Skispringen bedeute eine wahnsinnige technische Herausforderung, ein Mentalcoach könne sich nur schwer in seine Lage versetzen. „Man muss sich den Herausforderungen stellen, es gibt noch letzte Überreste des Sturzes zu überwinden. Das kann ich effektiv aber nur, wenn ich im Flug bin. Ich habe bessere Strategien, als ein Psychologe sie mir zeigen könnte.“

In der Vergangenheit ist es ihm immer wieder gelungen, sich neu zu erfinden und die Konkurrenz zu überraschen. Bestes Beispiel war sein Bindungs-Coup bei den Olympischen Spielen 2010 in Vancouver.

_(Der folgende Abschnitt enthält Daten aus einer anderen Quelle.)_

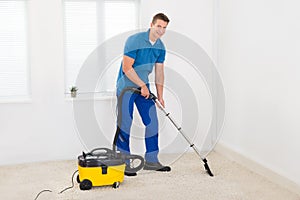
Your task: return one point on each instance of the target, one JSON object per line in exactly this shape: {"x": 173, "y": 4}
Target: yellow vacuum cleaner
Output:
{"x": 102, "y": 167}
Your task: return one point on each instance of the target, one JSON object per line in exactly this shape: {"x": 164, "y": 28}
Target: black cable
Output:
{"x": 60, "y": 191}
{"x": 72, "y": 183}
{"x": 41, "y": 193}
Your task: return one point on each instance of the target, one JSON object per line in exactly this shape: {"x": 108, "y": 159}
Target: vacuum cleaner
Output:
{"x": 167, "y": 114}
{"x": 103, "y": 167}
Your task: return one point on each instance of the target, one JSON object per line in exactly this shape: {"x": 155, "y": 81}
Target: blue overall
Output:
{"x": 145, "y": 56}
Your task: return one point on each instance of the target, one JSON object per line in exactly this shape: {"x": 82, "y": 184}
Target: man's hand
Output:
{"x": 145, "y": 91}
{"x": 162, "y": 102}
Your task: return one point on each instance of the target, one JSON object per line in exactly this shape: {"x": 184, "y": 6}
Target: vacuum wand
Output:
{"x": 155, "y": 99}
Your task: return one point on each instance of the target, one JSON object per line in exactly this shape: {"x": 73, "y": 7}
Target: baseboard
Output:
{"x": 257, "y": 168}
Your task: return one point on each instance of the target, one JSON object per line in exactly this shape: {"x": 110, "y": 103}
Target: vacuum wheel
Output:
{"x": 85, "y": 184}
{"x": 77, "y": 178}
{"x": 116, "y": 185}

Die Tournee als schwarzer Fleck

Der einzige schwarze Fleck auf seiner Vita ist bis dato die Vierschanzen-Tournee. Zweimal wurde er Gesamt-Zweiter, zweimal -Dritter – der ganz große Wurf blieb ihm bislang verwehrt. Generell fällt auf, dass Ammann auf österreichischem Boden das Glück nicht hold ist. Unter seinen 23 Weltcupsiegen ist kein einziger hierzulande zustande gekommen.

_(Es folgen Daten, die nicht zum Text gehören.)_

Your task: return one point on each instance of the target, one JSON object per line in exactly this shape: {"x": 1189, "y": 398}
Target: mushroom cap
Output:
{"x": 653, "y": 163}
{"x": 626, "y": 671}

Ein schwieriges Verhältnis zu Österreich verneint Ammann vehement. „Ich war ja viermal am Podest und habe durchaus an der Geschichte (der Tournee) mitgedreht und mitgeschrieben. Auch wenn ich sie nie gewonnen habe, bin ich trotzdem zufrieden.“

An seinem Urteil kann auch der Horrorsturz in der vergangenen Saison nichts ändern. „Das hat nichts geschmälert“, meint er. Der erwähnten Sieglosigkeit auf rot-weiß-rotem Boden will er nicht zu viel Bedeutung beimessen. „Es gibt halt solche Zufälle. Ich sage mir zumindest, dass es sie gibt. Vielleicht habe ich auch irgendetwas noch nicht entdeckt.“

Ammanns Olympia-Goldene 2002 (l.) und 2010 (r.)

"Ich bin einer, der viel denkt"

Allzu viel Zeit bleibt ihm wohl nicht mehr, um fündig zu werden. „Eher kurzfristig“, antwortet er auf die Frage, in welchen Zyklen er als Sportler mittlerweile denkt. Es gebe allerdings keinen bestimmten Wettkampf, den er unbedingt noch bestreiten wolle. Vielmehr ist es der optimale (Auf)Sprung, der ihm als Vision dient. „Wenn ich dieses Ziel erreicht habe, kann ich vielleicht darüber hinausschauen. Vielleicht braucht es ihn aber auch, um aufzuhören.“

Ein zweiter Noriaki Kasai werde er jedenfalls nicht, versichert Ammann lachend und hat sich für die Karriere danach bereits gerüstet. Er kürzlich wurde bekannt, dass der Schweizer gemeinsam mit dem Deutschen Martin Schmitt und ihrem gemeinsamen Berater Hubert Schiffmann eine Agentur gründete, die Athleten – darunter Gesamtweltcupsieger Severin Freund – vermarktet und betreut.

Im operativen Geschäft ist er noch nicht tätig, um erst gar nicht die Gefahr eines Interessenkonfliktes aufkommen zu lassen. „Wenn wir um Siege kämpfen, machen wir das sportlich aus“, hält der 34-Jährige fest.

Die Zusatzbeschäftigung habe aber große Bedeutung für ihn. Immer wieder seien Athleten deshalb schon auf ihn zugekommen. „Ich brauche das für den Kopf. Ich bin einer, der viel denkt“, sagt Ammann.

Und nennt damit vermutlich genau jene Eigenschaft, die ihm derzeit im Weg steht, um bei der Landung wieder einen Telemark zu setzen.